Last week several homebuilder stocks rallied sharply as the market continued to advance to new recovery highs and managers shrugged off the “Goldman Risk” which had overshadowed traders for a single day. Several nationwide developers broke out of multi-month ranges on strong volume, indicating that institutional managers were allocating a significant amount of capital to the sector.
Since most homebuilders are still operating at losses with huge inventories of homes and land, and stifling levels of debt, the move indicates that institutional investors are very optimistic about the nation’s economic recovery. It will take a significant increase in wealth, along with a much better employment picture for the lofty prices on most homebuilders to be justified.
But just as the euphoric trading was catching the eye of momentum and breakout traders, Tuesday ushered in a new dynamic for growth and speculative issues. The catalyst was renewed concern over a default of Greek debt, but the broad effect was a move away from risk by a large number of influential traders. While the benchmark indices took on water, homebuilders quickly gave up gains from last week’s breakout and now look vulnerable to fall much further. KB Home (KBH) builds single family homes, condos, and townhomes in 10 states across the US. The stock had recently broken out above a consolidation area at $18.00 and immediately added more than 10% to top out near $20. But the “risk off” trading on Tuesday negated the breakout and caused investors to lose nearly the entire gain from the previous week. Speaking as a trader myself, this kind of volatility would cause me to re-think a long position even if I was confident in the company’s fundamentals.
As it stands, KBH isn’t exactly in great shape fundamentally, and significant risks are still in place. Quarterly revenue numbers continue to decline although doing so at a decreasing rate. Still, the company has reported major losses totaling $2.64 per share in the last year alone. Analysts expect the company to lose “only” 89 cents per share this year which ends November 30, and then a gain of $0.65 is projected for the following year.

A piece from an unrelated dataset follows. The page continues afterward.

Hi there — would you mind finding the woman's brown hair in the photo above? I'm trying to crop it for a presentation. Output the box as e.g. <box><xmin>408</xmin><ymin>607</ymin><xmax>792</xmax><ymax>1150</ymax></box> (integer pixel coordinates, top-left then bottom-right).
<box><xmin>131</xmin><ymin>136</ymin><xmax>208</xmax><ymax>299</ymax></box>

Even if the 2011 guestimates turn out to be accurate, the stock is still trading at nearly 30 times forward earnings – a difficult multiple to justify given the losses and risk of a stall in the economic rebound. During the last quarter management tried to paint a pretty picture of the housing market, but reading between the lines it appears there is still significant concern:
Encouraging data in recent months suggest that a number of housing markets may be stabilizing or starting to rebound, though we do not yet see, in many respects, a sustained nationwide recovery. While the pace is likely to be uneven in the months ahead, we currently expect housing market conditions to follow a generally positive trajectory throughout this year and into 2011. ~Jeffrey Mezger, CEO
With Europe continuing to be a significant red flag (I don’t think US investors realize how our fortunes could be closely tied to the international events) and US unemployment stubbornly high, I believe a rally in the homebuilding sector is premature. We have already seen how quickly the homebuilders can give up gains when managers decide to reduce their risk levels. Imagine what would happen if managers truly kept this mindset for more than just a single day. In this case, I would expect homebuilders, retail stocks, many China plays, and a few other speculative sectors to take on water.
The ZachStocks Newsletter has a short position in another related homebuilder. This luxury builder has recently had to write down the value of its land inventory which has a negative effect on book value. I’m expecting a 20% decline in this stock along with similar negative action for the entire sector. So if you are long homebuilders, it may be worth lightening exposure on today’s strength. The temporarily higher prices may provide a decent short entry, and at the very least, investors should have an exit or hedging strategy in place to carefully manage the risk.